REVIEW: ‘One Day, Everyone Will Have Always Been Against This’ by Omar El Akkad

Thank you so much to Text Publishing for sending me a copy of ‘One Day, Everyone Will Have Always Been Against This’ in exchange for an honest and human-written review.

Omar El Akkad, author of One Day, Everyone Will Have Always Been Against This

It might have been a day after I started reading One Day, Everyone Will Have Always Been Against This by Omar El Akkad when I decided to look at what some other reviewers were saying, mostly to see if everyone else was enjoying the book as much as I was (something something confirmation of taste). This is where I stumbled upon a one-star review where the reviewer claimed to have stopped reading after page 37 for a litany of reasons, with one major reason being that they claimed Omar El Akkad was promoting the false “beheaded babies” narrative that was propagated by the Israeli government in the early days of the war on Gaza. Fortunately for my ego, I had already read beyond page 37, in fact, to my recollection, I had actually read up to page 47 (some eye-witnesses may say page 48), so not only did I know that this reviewer was incorrect in their assertion, I also knew that they were an idiot were not properly engaging with the text like they should’ve been. Without giving too much away, this particular section of the book is actually about how western media outlets took this Israeli propaganda and ran with it without fact-checking. You can find this part of El Akkad’s analysis on page 38, but this reviewer wouldn’t have seen it as they stopped reading at page 37.

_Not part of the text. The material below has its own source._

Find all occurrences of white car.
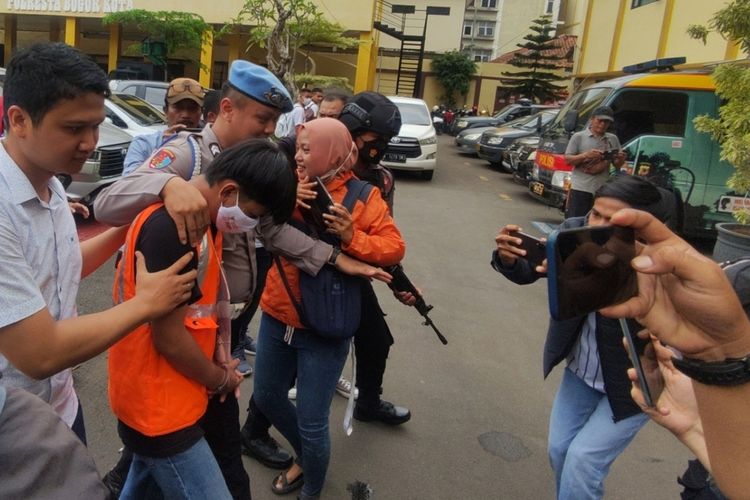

I found this particular almost anti-intellectual engagement with El Akkad’s book fascinating (and frustrating) because the world as a whole seems to be becoming more aware of the dissonance between what we know to be true and what we are told to be true. It’s a dissonance that has always existed, bubbling under the surface where it can be comfortably ignored by those with power and privilege, and those who benefit from those with power and privilege. Having now finished it, El Akkad’s book truly is a tour-de-force that confronts this dissonance with complete honesty and brevity, and yet this one-star-reviewer proves that as much of a confrontation as it is, One Day… is not immune to the confusion of truth that the powerful and the privileged rely on to justify war and occupation. By not being able to properly engage with the book, this reviewer (without realising it) used their own mishandled pro-Palestinian politics to muddy the waters by claiming that this book was not pro-Palestinian enough for them. (By the way, from what I could gather, yes, this reviewer was and remains to be White).

 

Now, I’m not going to sit here and say that my engagement and review of El Akkad’s book is an exemplar, but it’s not incorrect. I found El Akkad’s approach to his commentary on the war in Gaza to be truly fascinating. He frames it with memoir-like passages – on his father, his ethnicity, his daughter, his career – in a way that could be misinterpreted by other readers (and actually was by the one-star-reviewer) as a ‘self-centring’ of the genocide in Gaza. This, however, is not the case as El Akkad’s framing highlights to the reader that they, along with him, and every other person who has been involved with this conflict, are human. This framing ensures that we as the reader have a deeply human response to the atrocities he is writing about, grounding and contextualising his perspective as a Middle-Eastern journalist in a way that gives us something to hold on to. Many readers, including myself, will never have experienced anything close to what has happened and continues to happen in Gaza (and all of Palestine for that matter), so this personal relatability is integral. We must be able to somehow relate our own familial grief, or our own grievances with our peers, to Palestine, especially when the age of the internet demands our focus to be on statistical numbers and neutral statements and passive-voice headlines in an attempt to dehumanise victims of war. It isn’t enough to acknowledge the genocide, we must feel it too. 

 

Unfortunately (or perhaps fortunately) the review has since been taken down, with the reviewer’s star rating remaining without explanation. I can imagine they took down the review after dozens of comments from other readers, mine included, called them out on their inaccuracy and pleaded with them to actually read the book in earnest. Or perhaps they were sick of reading comments saying that they were wrong, finding it easier to disengage and remain ignorant of their own poor analysis rather than properly reflecting and engaging with critique of their critique. It’s funny, because El Akkad has a chapter in his book dedicated entirely to writer’s like this, but it came well after page 37 so this reviewer never would’ve seen it.

Despite this piece turning into a review of a reviewer, I want to be clear: I adored this book. I found El Akkad’s sharp yet empathetic writing to be attention-grabbing, and his intense clarity held me closely and tightly as though I wasn’t reading his words but rather his mind. I think this is the most important book to be published in 2025.